The worst case scenario. I dare to affirm that, if nothing is done to change this reality, every first-year student should affirm without a doubt that the probability of death of a patient entering intensive care is increasing, if we keep any other factor of analysis.

What to do to avoid it? To begin to recognize that, beyond their vocation, doctors also eat. If not, let’s look at another paragraph of that letter: “We finished a shift in an Intensive Care Unit and hurried off for another job. We need to work in more than one place to make ends meet. For hours and hours of stressful, exhausting work, despite being highly qualified and trained professionals, we earn incredibly low salaries, which leave those who listen to our salary astonished ”.

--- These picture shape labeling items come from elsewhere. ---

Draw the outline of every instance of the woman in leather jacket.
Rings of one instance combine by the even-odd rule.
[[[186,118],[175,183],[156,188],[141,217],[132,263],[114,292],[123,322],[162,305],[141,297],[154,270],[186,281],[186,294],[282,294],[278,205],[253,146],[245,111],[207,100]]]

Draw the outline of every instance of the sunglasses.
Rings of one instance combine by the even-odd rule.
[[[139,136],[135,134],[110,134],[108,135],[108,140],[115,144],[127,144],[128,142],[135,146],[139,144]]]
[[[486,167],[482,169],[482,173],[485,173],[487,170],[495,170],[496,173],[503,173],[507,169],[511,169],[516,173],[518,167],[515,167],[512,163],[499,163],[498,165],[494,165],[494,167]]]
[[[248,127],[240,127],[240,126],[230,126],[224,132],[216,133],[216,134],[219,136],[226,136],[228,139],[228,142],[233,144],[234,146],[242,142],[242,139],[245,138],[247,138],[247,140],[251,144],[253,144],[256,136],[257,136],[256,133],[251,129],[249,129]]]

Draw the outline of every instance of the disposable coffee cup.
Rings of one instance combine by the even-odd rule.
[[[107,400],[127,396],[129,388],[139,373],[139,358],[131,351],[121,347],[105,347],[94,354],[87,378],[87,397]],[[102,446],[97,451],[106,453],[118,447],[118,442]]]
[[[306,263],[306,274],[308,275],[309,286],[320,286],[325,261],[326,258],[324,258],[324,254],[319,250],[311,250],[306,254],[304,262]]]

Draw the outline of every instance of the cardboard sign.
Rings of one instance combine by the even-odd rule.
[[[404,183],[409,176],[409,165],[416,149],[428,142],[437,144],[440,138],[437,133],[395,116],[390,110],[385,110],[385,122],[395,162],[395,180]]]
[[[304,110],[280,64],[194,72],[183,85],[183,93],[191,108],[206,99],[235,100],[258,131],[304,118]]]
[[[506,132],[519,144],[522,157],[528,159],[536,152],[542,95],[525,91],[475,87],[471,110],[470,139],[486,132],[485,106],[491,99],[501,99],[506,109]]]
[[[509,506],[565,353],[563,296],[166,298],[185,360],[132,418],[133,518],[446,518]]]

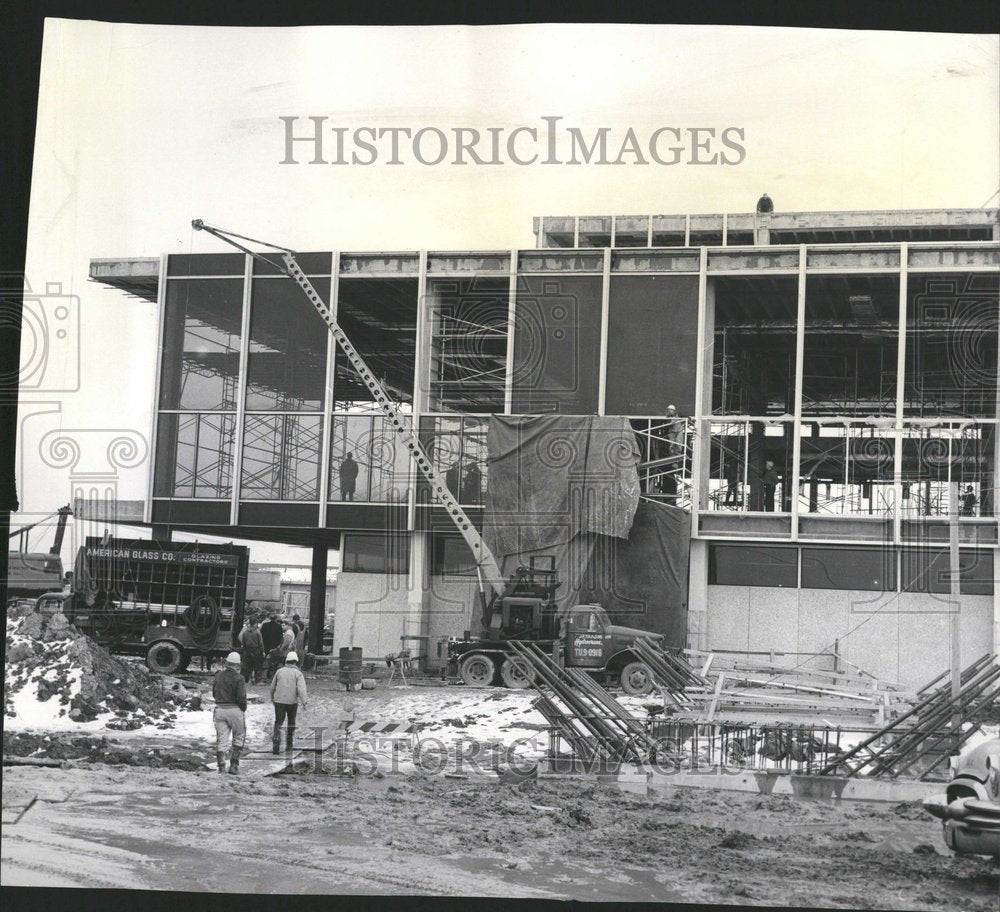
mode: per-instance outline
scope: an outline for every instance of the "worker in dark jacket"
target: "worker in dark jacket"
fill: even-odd
[[[270,652],[281,642],[281,624],[273,614],[260,625],[260,635],[264,641],[264,652]]]
[[[243,631],[243,667],[240,669],[247,684],[259,684],[264,677],[264,639],[251,621]]]
[[[243,714],[247,711],[247,685],[240,674],[240,654],[231,652],[226,656],[226,667],[212,682],[212,696],[215,710],[215,760],[219,772],[226,771],[226,749],[232,741],[229,754],[229,772],[234,776],[240,771],[240,751],[246,741],[246,722]]]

We need to support medical therapists and, for this, the market economy teaches us that applauding them on the balconies is not enough. We must pay them! Simple truth? If we don’t do it out of shame, let’s do it out of fear. We are facing a health catastrophe that will not be avoided by epidemiologists from their desks but by therapists from the trenches.

The Government could, for example, retroactively double from April the salary of medical therapists and support personnel in all public hospitals and pay the difference in salaries in private centers. This, beyond giving new strength to those who are risking their lives for us, would attract clinical doctors to train as therapists in intensive programs that could be carried out in teaching hospitals or any other appropriate institution for it. Nothing is free, there are always multiple purposes and of different importance, it is the role of a government to discriminate against them.

If this strategy had been followed last March, the reality in therapies would be different today, but we have time to correct it. The longest path begins with the first step, let’s not waste another day.